Today’s Post by Joe Farace
In the studio, I prefer to work with my Panasonic Lumix GH4 or Olympus EM-10 and increasingly with LED lighting. It’s cool (for the subject, when compared to “hot” quartz lighting,) it’s continuous and Metternich is a snap—just use the in-camera meter.
Working with LED lighting systems in the studio introduces you to terms like lux, lumens and foot-candles. A lumen (luminous flux) is equivalent of 1.46 mW of radiant electromagnetic power at a frequency of 540 THz. Lux is a unit of illumination equal to one lumen per square meter or the equivalent of 0.0929 foot-candles. Sekonic’s chart compares Exposure Value to foot-candles and lux. Jim Beecher’s chart converts EV into shutter speed and lens apertures if only on an order of magnitude basis.
The Color Rendering Index (CRI) was introduced in 1948 and has a scale from zero and 100 that measures a light source’s ability to accurately reproduce color. At 80 a light reproduces 80% of the visible color spectrum while a CRI of 100 accurately reproduces the colors found on a sunny day at noon.
For photographers serious about their craft, it’s not just the way that light from LED sources are measured it’s also the quality of that light that’s important. Not all LEDs are created equal and based on my experience testing different systems there doesn’t seem to be a direct correlation between price and quality. Although some cheap LED lights reflect their price point others are surprisingly good, just as some expensive LEDs systems are not that great producing a spectrum with missing color and spikes in others.

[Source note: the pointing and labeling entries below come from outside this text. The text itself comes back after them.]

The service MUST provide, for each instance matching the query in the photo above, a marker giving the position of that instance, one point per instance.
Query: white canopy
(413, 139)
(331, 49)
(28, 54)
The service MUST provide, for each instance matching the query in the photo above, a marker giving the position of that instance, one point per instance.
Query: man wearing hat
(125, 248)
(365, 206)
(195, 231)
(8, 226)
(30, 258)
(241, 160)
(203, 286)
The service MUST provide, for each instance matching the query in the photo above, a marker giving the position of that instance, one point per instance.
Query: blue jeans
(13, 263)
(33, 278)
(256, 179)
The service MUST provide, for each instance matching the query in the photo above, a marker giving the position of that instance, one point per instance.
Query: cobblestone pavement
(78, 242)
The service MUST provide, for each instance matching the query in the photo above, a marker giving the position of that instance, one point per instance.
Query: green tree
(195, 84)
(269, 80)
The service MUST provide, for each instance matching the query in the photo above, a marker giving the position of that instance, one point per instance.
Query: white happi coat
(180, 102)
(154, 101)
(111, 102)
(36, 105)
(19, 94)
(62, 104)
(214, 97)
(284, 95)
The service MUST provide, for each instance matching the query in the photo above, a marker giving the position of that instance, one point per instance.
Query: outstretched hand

Your eyes automatically adjust for any missing color bands or spikes but your camera cannot and difference results in more time spent in the digital darkroom trying to get the color correct. I bought a Diffraction Grating Spectroscope (they are widely available on eBay for less than $50) that will let me visually inspect a light source’s spectrum and actually see peaks and missing color bands.